Bonnie straightened and stared down at the cooler she’d just packed for the second time. “Tuna salad, ham salad, pasta salad, potato salad, cucumber salad, grapes...” She ticked them off her fingers. “Watermelon’s in the bag.” Bonnie glanced at the plastic shopping bag on the table.

“What?” Serafina joked. “No fried chicken?” You’d think they were going into space instead of the local high school to watch football tryouts.

“Kelly’s bringing it,” Bonnie said, straightfaced.

“Bonnie!” Abel hollered from the bedroom at the back of the trailer. “Where’s my lucky belt?”

Bonnie rolled her eyes. “Same place it always is.”

“I wouldn’t be asking if it was, now would I?”

“Probably,” Bonnie muttered, stuffing a roll of paper towel into the bag with the watermelon. She pitched her voice louder. “Did you check the shorts you wore yesterday?”

“I didn’t wear my lucky belt yesterday.” Abel was getting annoyed.

So was Bonnie. “Look on the floor of the closet then.”

“It’s not there. Bonnie!” Abel’s voice rose when she didn’t reply. “I need my damn belt!”

“I swear, it’s a good thing we don’t live a mansion,” Bonnie grumbled.

Serafina giggled at her expression as she stomped off to help her husband of thirty-two years find his lucky belt. According to Bonnie, the most superstitious men alive were athletes and military men, and Abel was both. He’d played football first in college, then for the Navy before he transferred to the Marines.

“You ready to go, girl?” Abel bellowed from the bedroom now.

“Just about!” Serafina gulped the rest of her oatmeal down in a few oversized mouthfuls and quickly washed her empty bowl in the sink. A relatively new skill along with doing laundry and changing lightbulbs and batteries. Serafina hadn’t realized how spoiled she was until they got to Mountain View. Or how deprived.

She could hear Bonnie and Abel bickering as she slipped into her tiny bedroom and slid the door closed. The bed was neatly made—another new habit—with the lavender and teal bedspread and matching pillows cases Bonnie let her pick out at Walmart along with a reading light shaped like an owl and a poster of two wolves beside a forest stream that always reminded Serafina of the crown King had made for her.

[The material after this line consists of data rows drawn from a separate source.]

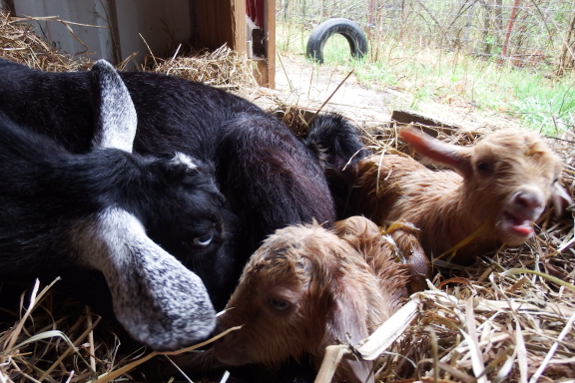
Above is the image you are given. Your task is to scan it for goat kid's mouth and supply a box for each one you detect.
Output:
[501,210,534,239]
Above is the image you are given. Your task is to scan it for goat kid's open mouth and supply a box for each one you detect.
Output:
[501,210,534,239]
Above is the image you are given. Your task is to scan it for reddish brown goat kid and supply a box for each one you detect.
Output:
[213,217,407,383]
[349,128,571,288]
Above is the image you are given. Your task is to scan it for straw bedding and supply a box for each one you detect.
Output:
[0,9,575,383]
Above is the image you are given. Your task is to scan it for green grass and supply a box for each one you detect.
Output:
[277,23,575,135]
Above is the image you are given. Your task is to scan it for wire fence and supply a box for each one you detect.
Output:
[277,0,575,74]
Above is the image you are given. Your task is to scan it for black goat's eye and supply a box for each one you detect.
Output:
[194,233,214,247]
[477,162,491,172]
[270,298,291,311]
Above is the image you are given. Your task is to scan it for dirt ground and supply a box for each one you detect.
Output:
[248,55,519,131]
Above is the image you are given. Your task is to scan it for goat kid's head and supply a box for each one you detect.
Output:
[214,224,381,382]
[400,128,571,245]
[77,60,215,349]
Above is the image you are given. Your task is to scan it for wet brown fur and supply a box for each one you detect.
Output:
[215,217,407,381]
[352,129,562,270]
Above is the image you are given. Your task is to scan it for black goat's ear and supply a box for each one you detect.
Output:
[90,60,138,153]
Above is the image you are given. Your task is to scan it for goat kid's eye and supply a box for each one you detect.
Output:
[194,233,214,247]
[270,298,291,311]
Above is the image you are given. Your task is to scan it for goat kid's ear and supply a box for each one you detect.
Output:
[328,281,373,383]
[551,182,573,217]
[90,60,138,153]
[399,127,471,174]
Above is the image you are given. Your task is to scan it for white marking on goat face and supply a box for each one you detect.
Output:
[171,152,198,170]
[69,208,215,350]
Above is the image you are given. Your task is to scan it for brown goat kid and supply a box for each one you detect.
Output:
[213,217,407,382]
[350,128,571,282]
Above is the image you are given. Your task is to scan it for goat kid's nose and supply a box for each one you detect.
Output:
[512,189,545,215]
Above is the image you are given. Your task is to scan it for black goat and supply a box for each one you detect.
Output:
[0,61,218,349]
[0,60,361,309]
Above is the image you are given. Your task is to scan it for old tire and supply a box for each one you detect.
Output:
[306,18,367,64]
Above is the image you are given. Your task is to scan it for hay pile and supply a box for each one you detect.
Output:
[0,7,575,383]
[0,9,91,72]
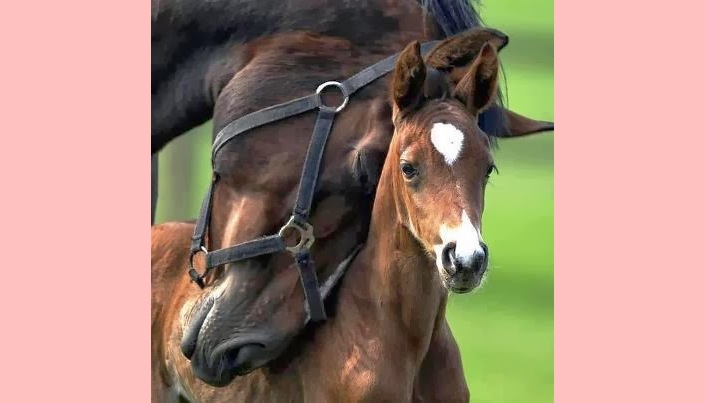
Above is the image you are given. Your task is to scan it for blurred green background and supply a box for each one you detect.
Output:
[157,0,553,403]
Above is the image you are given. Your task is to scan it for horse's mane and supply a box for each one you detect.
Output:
[418,0,506,146]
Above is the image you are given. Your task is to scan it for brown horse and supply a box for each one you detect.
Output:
[152,30,552,401]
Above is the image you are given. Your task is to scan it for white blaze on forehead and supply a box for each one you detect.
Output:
[434,210,484,267]
[431,123,465,165]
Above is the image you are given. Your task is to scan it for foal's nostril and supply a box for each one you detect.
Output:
[470,242,489,273]
[441,242,456,275]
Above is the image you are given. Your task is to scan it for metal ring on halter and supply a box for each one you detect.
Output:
[188,246,208,270]
[279,216,316,255]
[316,81,350,113]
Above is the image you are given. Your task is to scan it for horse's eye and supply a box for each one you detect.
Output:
[485,164,499,179]
[401,162,418,179]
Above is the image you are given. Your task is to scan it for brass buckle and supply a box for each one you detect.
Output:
[279,216,316,255]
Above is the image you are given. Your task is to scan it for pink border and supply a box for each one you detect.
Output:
[0,1,705,402]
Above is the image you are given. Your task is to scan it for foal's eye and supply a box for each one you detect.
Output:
[401,162,418,179]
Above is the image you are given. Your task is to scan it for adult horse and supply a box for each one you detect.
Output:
[151,0,544,223]
[152,2,552,400]
[153,30,550,401]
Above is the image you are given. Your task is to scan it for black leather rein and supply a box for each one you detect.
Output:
[188,41,439,322]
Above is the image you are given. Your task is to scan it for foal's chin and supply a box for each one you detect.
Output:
[441,272,487,294]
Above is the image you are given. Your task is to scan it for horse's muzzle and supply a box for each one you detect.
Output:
[441,242,489,293]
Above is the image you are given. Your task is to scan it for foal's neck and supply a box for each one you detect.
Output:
[354,169,447,341]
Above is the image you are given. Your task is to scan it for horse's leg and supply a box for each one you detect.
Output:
[413,319,470,403]
[152,153,159,225]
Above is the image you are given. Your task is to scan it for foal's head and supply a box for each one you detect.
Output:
[378,31,544,293]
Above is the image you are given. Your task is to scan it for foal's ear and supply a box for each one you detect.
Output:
[498,107,553,137]
[392,41,426,110]
[426,27,509,84]
[453,42,499,115]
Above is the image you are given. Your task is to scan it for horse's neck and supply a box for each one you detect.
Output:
[152,0,435,152]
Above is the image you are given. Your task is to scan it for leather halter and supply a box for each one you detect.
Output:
[188,41,440,322]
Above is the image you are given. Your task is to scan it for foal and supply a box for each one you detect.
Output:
[296,38,506,402]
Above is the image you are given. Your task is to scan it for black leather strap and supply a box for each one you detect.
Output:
[191,175,218,254]
[206,235,286,270]
[295,250,326,322]
[211,94,319,159]
[294,110,335,223]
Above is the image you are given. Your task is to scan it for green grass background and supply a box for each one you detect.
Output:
[157,0,553,403]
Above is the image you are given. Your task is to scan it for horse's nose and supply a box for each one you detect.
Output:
[441,242,489,276]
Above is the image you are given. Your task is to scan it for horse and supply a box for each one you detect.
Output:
[152,24,553,401]
[151,0,548,224]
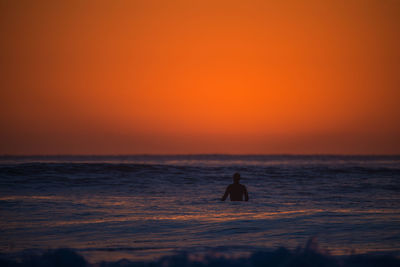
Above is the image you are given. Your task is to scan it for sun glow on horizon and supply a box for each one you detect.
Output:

Swallowing against a wave of sadness, Serafina pushed aside the sudden rush of memories. She tried not think about King if she could help it. It hurt too much.

It was still hard to wrap her brain around sometimes. How the person she’d once loved second only to Ian had suddenly become the person she was most afraid of. The stupidest part was, even after everything she still missed him. She’d never felt more like an orphan than after losing King, not even after her mother died.

Of course he would say she was the one who was lost, but that wasn’t how it felt to Serafina. King had acted like he cared about her. Her, Serafina, the person. Like he wanted her to be happy. But in the end King was just like the Elders, trying to control her, ordering her life to suit himself and his goals. Whatever those were. Ian and Serafina still hadn’t figured that out.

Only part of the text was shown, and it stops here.